Inoltre, Renzi scrive che in Italia «chi governa non ha mai vinto le elezioni successive», beh, vorrei fargli notare che in Italia chi ha governato spesso non le aveva nemmeno vinte le elezioni e, nel suo caso specifico, non era stato neppure candidato, nemmeno era passato per le urne, se non quelle fiorentine, troppo piccole però per legittimare la guida di un intero Paese. Eppure per Matteo Renzi la «raccomandata di ferro» è Giorgia Meloni, una che avrebbe avuto la strada spianata, che sarebbe stata spinta, sponsorizzata, aiutata, messa lì dove sta non si capisce da chi, Renzi sottolinea, utilizzando la parola «raccomandata» centinaia e centinaia di volte, in maniera ossessiva e compulsiva, che Giorgia, la quale si proporrebbe come donna che si è fatta da sé, sia stata agevolata e fatta dagli uomini, a comincare da Belusconi e Fini e non soltanto da loro, uomini verso i quali avrebbe avuto pure la colpa di essere irriconoscente e di averli traditi.

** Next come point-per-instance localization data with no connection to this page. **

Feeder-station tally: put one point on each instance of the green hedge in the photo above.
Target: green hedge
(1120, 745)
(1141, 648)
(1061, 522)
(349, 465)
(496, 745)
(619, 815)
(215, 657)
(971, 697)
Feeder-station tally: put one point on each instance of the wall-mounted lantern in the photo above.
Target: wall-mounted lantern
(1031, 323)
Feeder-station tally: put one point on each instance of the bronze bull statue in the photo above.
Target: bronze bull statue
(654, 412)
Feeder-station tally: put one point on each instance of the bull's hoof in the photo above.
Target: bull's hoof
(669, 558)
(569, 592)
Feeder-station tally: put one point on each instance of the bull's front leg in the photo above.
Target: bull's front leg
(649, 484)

I progressisti, come Renzi, si proclamano femministi, ma risultano non in grado di accettare il successo di una donna, che una lei insomma ce la faccia con le sue forze, grazie alla sua determinazione, alla sua coerenza, alla sua costanza, alla sua forza di volontà irriducibile, ecco allora che la screditano, non riuscendo a sopportare che lei sia dove loro non sono, che lei compia quello in cui essi hanno fallito, che lei abbia conquistato legittimamente ciò che a loro fu regalato, e fanno ricorso allo stereotipo maschilista della donnetta che viene spinta - non si sa perché e qualche volta si insinua ciò che più è vergognoso - dal maschione di turno che se la prende a cuore, magnanimo, misericordioso, buono e soprattutto potente, senza il quale ella non sarebbe stata che nessuno e niente e che ella ha spietatamente
sfruttato per poi gettarlo via. Sarebbe ora di smetterla con tali pregiudizi infamanti.Leggendo il libro di Renzi ho capito che l'invidia delle donne tra loro è orribile, ma quella degli uomini verso le donne è persino peggiore.